However, in relation to the hypothesis presented at the beginning of this paper, one must be cautious since individualism and collectivism are considered learnt values, whereas interactional markers of the types examined are not only influenced by these dimensions, but also by others which are based on communication and not values. I am particularly referring to "high versus low context communication" (Hall 1976). These cultural orientations examine how people express and convey meaning. In this way, Spaniards have been found to operate highly on context. As fairly high-context communicators, Spanish people rely on nonverbal, symbolic, and situational cues more than on spoken or written communication. This is the reason why they seem to favour implicit communication. In contrast, as low context communicators, North Americans tend to believe that written messages and detailed communication have more importance than information that is transmitted orally or personally (Walker, Walker and Schmitz 2003, 223).

The high score of individualistic cultural values of the US and its low-context cultural orientation are reflected in the US websites studied in the predominance of attitude markers, boosters, engagement and self-reference markers. The use of exclamations, attitude adjectives, comparisons, cognitive verbs, superlatives, second person pronouns and imperatives together withfirst-person singular pronouns might imply that the company is transmitting its own opinions to the person visiting the website.

The predominance of these interactional metadiscourse strategies in the US corpus can be related to one fundamental point: the explicit communicative style that speakers from individualistic societies make use of to communicate (Caillat and Mueller 1996; De Mooij 2000; Usunier and Lee 2005). In individualistic cultures saying what you really think about what someone feels is considered to be a virtue, that is, the free expression of one's own thoughts is a sign of sincerity and honesty (Hofstede 1991; Walker, Walker and Schmitz 2003).

The lower frequency of occurrence of these interactional metadiscourse strategies on the Spanish websites may be due to the implicit communicative style used by collectivist speakers to communicate. In societies like Spain, which hold low or moderate individualist cultural values people are more likely to take into consideration "nonverbal, symbolic, and situational cues than spoken or written communication" (Walker, Walker and Schmitz 2003, 223).

Although the Spanish corpus also resorts to the interactional metadiscourse strategies proposed in the model of Hyland and Tse (2004), the frequency of this is lower than in the US corpus. As such, the results reveal that on the Spanish pages an implicit communicative style is preferred, where engagement and self-mention markers seem to be avoided in various ways such as the inclusion of a third person in discourse or depersonalisation strategies such as the personification of the company and -sepassive constructions.

In the same vein, I have also noticed that the US websites also include references to a third person in discourse as well as personification strategies at high frequencies. This may lead us to think that the use of these strategies might form part of the constraints imposed by the conventions of this particular digital genre (Moreno 1997; Garces-Conejos et al. 2010) and not the peculiarities of Spanish or us written cultures. Nevertheless, from an intercultural perspective, the results indicate that the Spanish corpus shows, for instance, a very low frequency of use in first-person singular references.

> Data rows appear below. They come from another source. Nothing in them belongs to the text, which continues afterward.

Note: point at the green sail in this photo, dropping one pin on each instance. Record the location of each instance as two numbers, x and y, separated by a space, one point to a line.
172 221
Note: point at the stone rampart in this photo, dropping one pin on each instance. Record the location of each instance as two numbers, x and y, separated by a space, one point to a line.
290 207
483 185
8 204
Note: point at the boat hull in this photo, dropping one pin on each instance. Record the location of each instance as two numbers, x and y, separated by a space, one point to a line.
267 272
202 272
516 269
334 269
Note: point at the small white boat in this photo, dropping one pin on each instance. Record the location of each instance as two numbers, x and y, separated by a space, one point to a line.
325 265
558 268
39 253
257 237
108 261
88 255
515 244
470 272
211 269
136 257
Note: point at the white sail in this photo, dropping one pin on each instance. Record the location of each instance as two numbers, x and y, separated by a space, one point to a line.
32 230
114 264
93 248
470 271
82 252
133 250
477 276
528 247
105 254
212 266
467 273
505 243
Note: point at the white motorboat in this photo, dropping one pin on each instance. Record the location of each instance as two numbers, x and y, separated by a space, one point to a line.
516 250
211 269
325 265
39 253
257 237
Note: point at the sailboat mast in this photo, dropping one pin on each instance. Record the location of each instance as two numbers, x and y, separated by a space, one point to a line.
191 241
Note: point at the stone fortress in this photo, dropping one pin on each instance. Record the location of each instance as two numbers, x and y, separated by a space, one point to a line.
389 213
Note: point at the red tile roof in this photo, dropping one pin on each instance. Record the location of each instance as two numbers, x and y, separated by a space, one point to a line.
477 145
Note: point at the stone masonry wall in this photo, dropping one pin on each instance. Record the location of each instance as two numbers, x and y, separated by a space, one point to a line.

As far as first-person plural references are concerned, their frequency of occurrence is high in both corpora, albeit significantly higher in the Spanish corpus. As mentioned previously, this could be interpreted as meaning that whereas the Spanish websites make use of these first-person plural references to refer to the company as a group of individuals

that work together (De Mooij 2000; Walker, Walker and Schmitz 2003; Marcus and Baumgartner 2004; Loukianenko 2008), the US websites may use this same marker from the manager or founder of the firm, who speaks on behalf of the company; however, I feel that more empirical evidence is required from future research for this interpretation to be supported.


The results obtained in this study point to the different individualism index scores of Spain and the US being reflected in the different types of interactional metadiscourse strategies found on the presentation page of the websites of the US and Spanish toy companies studied. However, other cultural values, like the low or high-context dependence of each society, need to be addressed in this analysis.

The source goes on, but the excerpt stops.